1. Target the Right Audience – It is very important to know and understand who your audience is in every aspect. What age group are they? Where do most of them live? What kind of music do they like? If you pay attention to these details and come up with a list of people you want to contact, you can save a ton of time and money. Write out lists and target each relevant group.
2. Create a Press Kit/Promo Package – This process isn’t as intimidating as people assume. Think about what you need to include so that the media gets to see everything they need to know about you in a concise, yet detailed manner. For example, a press kit could include:
a. A press release about the new album
b. A succinct (one page) bio
c. The CD (be it a single, EP or full length)

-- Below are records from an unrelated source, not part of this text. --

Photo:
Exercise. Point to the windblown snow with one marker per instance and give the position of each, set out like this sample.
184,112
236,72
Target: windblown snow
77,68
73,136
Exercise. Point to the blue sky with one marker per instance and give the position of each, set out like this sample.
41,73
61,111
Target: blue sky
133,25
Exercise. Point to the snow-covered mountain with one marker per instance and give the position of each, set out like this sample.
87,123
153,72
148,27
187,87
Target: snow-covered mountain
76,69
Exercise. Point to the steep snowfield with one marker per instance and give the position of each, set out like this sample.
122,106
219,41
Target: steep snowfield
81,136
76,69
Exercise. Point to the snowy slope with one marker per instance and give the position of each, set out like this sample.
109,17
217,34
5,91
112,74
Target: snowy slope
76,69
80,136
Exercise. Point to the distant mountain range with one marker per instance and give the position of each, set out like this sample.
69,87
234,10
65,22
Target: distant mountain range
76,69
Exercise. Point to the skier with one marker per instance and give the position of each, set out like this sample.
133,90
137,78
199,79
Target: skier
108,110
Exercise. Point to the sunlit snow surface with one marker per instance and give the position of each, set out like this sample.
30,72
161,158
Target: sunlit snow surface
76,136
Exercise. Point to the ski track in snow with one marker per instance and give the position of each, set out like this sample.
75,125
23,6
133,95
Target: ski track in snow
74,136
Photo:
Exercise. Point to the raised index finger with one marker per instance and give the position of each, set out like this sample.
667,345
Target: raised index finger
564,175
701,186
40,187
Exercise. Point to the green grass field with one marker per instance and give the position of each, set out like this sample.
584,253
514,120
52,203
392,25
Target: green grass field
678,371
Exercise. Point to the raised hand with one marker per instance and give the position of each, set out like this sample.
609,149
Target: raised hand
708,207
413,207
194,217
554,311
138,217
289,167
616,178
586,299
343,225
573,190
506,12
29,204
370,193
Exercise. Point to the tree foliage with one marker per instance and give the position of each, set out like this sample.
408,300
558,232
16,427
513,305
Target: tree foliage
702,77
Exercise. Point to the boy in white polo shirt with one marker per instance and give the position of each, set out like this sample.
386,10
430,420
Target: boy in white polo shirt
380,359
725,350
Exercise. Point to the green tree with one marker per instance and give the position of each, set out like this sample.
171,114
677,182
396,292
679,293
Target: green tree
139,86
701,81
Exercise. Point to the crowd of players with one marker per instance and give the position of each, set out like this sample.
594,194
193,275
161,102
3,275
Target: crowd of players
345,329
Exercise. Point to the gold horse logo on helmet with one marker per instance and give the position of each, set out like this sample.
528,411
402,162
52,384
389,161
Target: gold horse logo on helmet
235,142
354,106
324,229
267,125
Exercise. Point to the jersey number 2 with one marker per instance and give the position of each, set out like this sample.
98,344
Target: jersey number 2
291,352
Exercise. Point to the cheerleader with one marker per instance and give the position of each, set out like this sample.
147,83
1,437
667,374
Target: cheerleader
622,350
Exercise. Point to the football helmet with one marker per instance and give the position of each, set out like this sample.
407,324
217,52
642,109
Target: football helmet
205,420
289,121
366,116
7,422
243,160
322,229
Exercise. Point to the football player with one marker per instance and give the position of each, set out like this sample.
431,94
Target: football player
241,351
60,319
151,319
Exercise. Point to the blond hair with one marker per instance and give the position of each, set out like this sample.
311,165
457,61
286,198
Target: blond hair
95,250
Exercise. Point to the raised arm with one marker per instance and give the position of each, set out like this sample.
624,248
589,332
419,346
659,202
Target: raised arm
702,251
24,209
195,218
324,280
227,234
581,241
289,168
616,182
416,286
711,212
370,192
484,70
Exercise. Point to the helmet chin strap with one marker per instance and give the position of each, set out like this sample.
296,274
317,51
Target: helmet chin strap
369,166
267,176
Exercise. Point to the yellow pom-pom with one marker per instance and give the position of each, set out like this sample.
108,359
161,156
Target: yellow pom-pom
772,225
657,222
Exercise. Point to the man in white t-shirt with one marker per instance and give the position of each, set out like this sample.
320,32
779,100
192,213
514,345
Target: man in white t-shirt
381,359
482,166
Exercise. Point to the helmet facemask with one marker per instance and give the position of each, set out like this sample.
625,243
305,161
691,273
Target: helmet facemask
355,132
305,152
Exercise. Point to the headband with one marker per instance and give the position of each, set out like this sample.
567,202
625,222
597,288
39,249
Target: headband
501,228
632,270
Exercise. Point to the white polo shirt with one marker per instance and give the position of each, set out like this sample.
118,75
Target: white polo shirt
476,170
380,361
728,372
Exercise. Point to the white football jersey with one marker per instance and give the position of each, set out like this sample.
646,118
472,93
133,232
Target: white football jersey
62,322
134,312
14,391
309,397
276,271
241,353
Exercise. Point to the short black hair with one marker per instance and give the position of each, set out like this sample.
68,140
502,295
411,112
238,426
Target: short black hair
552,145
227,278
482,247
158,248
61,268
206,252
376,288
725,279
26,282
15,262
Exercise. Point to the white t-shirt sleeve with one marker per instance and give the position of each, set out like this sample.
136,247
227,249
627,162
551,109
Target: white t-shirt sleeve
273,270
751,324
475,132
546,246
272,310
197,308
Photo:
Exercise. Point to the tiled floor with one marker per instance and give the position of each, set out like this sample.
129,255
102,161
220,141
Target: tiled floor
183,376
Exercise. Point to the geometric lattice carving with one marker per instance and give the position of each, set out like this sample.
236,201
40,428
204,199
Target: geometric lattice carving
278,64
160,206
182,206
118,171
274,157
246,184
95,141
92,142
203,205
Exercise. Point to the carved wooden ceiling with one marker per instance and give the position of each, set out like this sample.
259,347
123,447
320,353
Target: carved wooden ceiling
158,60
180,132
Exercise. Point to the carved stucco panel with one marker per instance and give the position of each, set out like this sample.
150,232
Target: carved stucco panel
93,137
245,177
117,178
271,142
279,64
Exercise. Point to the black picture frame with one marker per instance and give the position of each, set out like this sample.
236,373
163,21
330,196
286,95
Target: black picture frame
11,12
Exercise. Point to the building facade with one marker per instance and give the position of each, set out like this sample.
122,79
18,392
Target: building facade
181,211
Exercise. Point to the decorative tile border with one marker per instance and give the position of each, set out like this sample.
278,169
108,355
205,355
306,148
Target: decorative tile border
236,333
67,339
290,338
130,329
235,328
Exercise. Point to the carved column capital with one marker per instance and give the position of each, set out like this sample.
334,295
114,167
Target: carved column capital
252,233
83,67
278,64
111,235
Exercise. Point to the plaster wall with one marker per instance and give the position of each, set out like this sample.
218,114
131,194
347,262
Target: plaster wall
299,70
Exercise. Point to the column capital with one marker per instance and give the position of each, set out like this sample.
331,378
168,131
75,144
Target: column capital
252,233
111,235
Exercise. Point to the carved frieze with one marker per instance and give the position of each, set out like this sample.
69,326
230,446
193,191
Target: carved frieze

d. Quotes pulled from press coverage you have had in the past, if any
e. Contact information
f. A color photo
g. Links to your websites (My space, Face book, etc.)
Some people can get more creative, but the basics are all you really need at the end of the day.
3. Compile a Media List- Getting your contact list together is one of the most important things to do. You can write out a wish list of local and national press that you want to contact. Make sure to have emails, mailing addresses and phone and fax numbers—press contacts differ in how they want to be contacted. If you have more options, you have better odds of getting through for consideration.
4. Plan an Album Release Party- The event doesn’t need to be massive, but something needs to promote the new album. Find a cool venue that you’re comfortable at, plan a set, have merchandise available for sale and invite everyone you can—fans, media, family and friends. The bigger the crowd, the better it is. Invite the media to meet and greet the band, get a free CD and review the show if possible. Don’t push. If they say no, they may be willing to see a future show. Don’t press any buttons and respectfully accept any passes on coverage. Just getting your name out there does wonders anyhow.
5. Mailings- Compile a press list and send your CDs (with or without press kits, but do at least send a bio with contact information noted) to every contact. Make a note to follow up if you don’t hear back in a couple weeks. Don’t follow up if you do hear back and the journalist passes. You don’t want to be a pest, remember, there’s always later. If you come on too strong, the individual may permanently blow you off.